Two-stage heat-transfer modeling of cylinder-cavity porous magnetoelastic bodies

• Published in: Mechanics of time-dependent materials Vol. 28; no. 4; pp. 2819 - 2840
• Main Authors: Elzayady, Mohamed E., Abouelregal, Ahmed E., Alsharif, Faisal, Althagafi, Hashem, Alsubhi, Mohammed, Alhassan, Yazeed
• Format: Journal Article
• Language: English
• Published: Dordrecht Springer Netherlands 01.12.2024; Springer Nature B.V
• Subjects: Characterization and Evaluation of Materials; Classical Mechanics; Cylindrical bodies; Engineering; Laplace transforms; Magnetic fields; Phase lag; Polymer Sciences; Pore water pressure; Porous materials; Pressure effects; Solid Mechanics; Thermal stress; Thermoelasticity; Dual-phase lags; Harmonically varying heat; Cylindrical cavity; Magnetic field; Porous materials
• ISSN: 1385-2000; 1573-2738
• DOI: 10.1007/s11043-024-09691-7

This paper investigates the thermoelastic behavior of porous materials under magnetic fields using a dual-phase lag (DPL) model, with a specific focus on an unbounded porous body containing a cylindrical cavity.

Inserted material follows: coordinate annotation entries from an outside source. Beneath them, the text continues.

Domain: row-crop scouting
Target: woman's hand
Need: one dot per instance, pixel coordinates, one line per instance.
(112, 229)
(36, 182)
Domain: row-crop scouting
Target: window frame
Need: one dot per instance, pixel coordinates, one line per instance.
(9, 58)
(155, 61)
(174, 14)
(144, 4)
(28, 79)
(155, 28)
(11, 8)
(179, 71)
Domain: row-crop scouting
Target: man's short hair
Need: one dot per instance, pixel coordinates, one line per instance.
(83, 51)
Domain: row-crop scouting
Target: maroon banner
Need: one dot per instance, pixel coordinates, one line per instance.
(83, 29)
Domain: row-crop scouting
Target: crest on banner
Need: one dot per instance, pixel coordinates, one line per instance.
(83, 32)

By applying the Laplace transform to address the time-dependent aspects of the governing equations, we investigate the effects of harmonically varying heat loads on the material’s porous–thermoelastic response. Numerical simulations provide insights into the distribution of excess pore water pressure, temperature, displacement, thermal stresses, and the magnetic field within the material. Results are presented through graphical analyses, facilitating a detailed comparison of porous–thermoelastic behaviors under different conditions. This approach not only validates the model’s accuracy but also enhances our understanding of porous materials’ responses to thermal and magnetic stimuli, offering valuable implications for their design and safety in engineering applications.